Jakarta, PIS – UU Provinsi Sumatra Barat yang baru saja disahkan DPR menjadi sorotan. Dalam UU tersebut termuat adanya penerapan syariah Islam. Ini tertuang dalam Pasal 5C. “Adat dan budaya Minangkabau berdasarkan pada nilai falsafah, adat basandi syara’, syara’ basandi kitabullah sesuai dengan aturan adat salingka nagari yang berlaku”.
Dengan kata lain, adat atau budaya di Sumbar tidak boleh bertentangan dengan syariah Islam. Menurut Anggota Komisi II DPR RI, Guspardi Gaus, nilai falsafah adat basandi syara’, syara’ basandi kitabullah (ABS-SBK) merupakan kekhasan Sumbar.
Dengan pengesahan ini, selain resmi masuk hukum positif Indonesia. ABS-SBK memiliki kekuatan hukum karena dijamin oleh Undang-undang. Meskipun dikatakan, penerapan ABS-SBK tetap berlandaskan pada nilai-nilai Pancasila dan NKRI.

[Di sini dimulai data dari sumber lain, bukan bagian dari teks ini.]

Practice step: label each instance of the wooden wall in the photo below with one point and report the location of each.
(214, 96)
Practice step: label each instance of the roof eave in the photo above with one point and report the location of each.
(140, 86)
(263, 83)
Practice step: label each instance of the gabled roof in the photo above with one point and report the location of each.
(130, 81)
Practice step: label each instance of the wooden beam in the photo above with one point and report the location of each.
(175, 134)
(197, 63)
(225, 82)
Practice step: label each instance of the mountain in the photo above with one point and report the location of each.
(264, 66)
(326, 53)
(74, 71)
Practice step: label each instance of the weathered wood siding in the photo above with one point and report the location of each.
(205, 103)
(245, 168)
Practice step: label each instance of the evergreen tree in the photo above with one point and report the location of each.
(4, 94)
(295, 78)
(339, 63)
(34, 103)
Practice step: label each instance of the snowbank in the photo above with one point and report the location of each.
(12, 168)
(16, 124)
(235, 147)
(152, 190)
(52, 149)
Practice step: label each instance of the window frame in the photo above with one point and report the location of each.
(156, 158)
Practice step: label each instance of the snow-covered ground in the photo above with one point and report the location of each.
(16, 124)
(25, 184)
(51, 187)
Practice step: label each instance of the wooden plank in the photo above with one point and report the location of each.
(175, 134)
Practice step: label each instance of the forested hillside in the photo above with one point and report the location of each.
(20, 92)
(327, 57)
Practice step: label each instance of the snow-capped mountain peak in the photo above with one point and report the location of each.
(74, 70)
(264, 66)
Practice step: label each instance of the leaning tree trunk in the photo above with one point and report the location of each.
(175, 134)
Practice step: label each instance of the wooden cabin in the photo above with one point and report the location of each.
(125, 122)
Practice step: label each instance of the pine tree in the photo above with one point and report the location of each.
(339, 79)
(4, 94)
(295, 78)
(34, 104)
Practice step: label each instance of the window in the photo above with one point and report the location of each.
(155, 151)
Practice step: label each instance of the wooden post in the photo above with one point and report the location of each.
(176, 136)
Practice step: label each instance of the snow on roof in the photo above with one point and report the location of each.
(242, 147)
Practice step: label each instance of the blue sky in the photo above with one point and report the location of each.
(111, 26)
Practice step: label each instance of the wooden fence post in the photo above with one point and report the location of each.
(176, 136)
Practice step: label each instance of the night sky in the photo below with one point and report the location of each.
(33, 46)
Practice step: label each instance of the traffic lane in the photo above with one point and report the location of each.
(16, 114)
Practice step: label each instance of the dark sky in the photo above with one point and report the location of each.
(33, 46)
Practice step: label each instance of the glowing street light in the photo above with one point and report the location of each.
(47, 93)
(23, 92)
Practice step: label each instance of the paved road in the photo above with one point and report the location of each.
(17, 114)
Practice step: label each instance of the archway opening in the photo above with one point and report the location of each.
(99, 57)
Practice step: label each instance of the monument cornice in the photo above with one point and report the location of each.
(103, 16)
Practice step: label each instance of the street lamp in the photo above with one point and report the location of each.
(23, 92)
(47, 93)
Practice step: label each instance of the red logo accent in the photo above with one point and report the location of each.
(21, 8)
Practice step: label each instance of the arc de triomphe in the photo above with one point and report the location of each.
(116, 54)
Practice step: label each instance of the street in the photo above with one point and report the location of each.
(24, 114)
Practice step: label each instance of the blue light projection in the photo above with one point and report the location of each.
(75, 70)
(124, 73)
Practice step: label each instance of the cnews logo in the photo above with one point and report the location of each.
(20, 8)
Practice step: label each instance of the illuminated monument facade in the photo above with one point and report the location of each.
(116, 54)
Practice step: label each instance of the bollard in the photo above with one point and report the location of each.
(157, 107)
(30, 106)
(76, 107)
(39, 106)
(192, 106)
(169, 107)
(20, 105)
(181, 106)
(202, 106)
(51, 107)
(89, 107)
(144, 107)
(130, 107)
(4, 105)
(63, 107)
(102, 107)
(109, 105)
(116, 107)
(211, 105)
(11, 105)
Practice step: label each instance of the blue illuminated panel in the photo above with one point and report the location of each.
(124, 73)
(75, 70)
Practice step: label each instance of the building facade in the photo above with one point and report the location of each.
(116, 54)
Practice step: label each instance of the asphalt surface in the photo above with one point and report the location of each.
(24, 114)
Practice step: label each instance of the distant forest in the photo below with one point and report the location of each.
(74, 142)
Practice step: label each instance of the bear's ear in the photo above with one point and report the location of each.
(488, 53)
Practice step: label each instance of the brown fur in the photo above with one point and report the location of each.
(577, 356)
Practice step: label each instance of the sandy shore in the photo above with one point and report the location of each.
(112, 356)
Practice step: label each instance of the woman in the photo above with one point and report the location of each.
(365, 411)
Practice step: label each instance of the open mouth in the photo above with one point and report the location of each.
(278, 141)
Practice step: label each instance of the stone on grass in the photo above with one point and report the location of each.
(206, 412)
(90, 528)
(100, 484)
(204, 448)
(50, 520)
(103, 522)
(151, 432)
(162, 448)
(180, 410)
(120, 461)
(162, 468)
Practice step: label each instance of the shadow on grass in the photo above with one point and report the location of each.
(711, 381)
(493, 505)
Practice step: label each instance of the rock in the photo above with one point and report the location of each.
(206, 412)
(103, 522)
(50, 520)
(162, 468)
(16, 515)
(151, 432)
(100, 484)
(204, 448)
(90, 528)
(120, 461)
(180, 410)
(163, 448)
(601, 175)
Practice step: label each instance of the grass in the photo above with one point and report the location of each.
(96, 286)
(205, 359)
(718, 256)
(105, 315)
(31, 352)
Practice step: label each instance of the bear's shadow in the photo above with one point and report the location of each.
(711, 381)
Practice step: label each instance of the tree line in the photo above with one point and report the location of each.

Ada kekhawatiran UU ini memicu keluarnya Perda Syariah seperti di Aceh. Sumbar selama ini dikenal sebagai provinsi yang intoleran dengan indeks demokrasi yang rendah. Menurut SETARA Institute, 3 kota di Sumbar masuk 10 kota intoleran di Indonesia.
Tiga daerah tersebut adalah Padang Panjang, Padang dan Pariaman. Belum lagi adanya polemik wajib jilbab bagi siswi non-muslim di Padang. Dengan UU ini, aturan yang selama ini masih diperdebatkan, otomatis bisa diberlakukan.
Bisa jadi, yang terjadi selanjutnya di Sumbar adalah perubahan Perda Umum menjadi Perda Syariah. Sejak Indonesia merdeka, penerapan Syariah (hukum) Islam telah ditolak para pendiri bangsa ini. Mereka menjadikan Pancasila sebagai dasar negara.
Indonesia adalah negara yang majemuk dengan banyak keragaman. Seharusnya hukum berlaku secara sama di seluruh Indonesia. Semoga penerapan syariah Islam di Sumbar ini tidak memicu konflik baru. TOLAK FORMALISASI SYARIAH!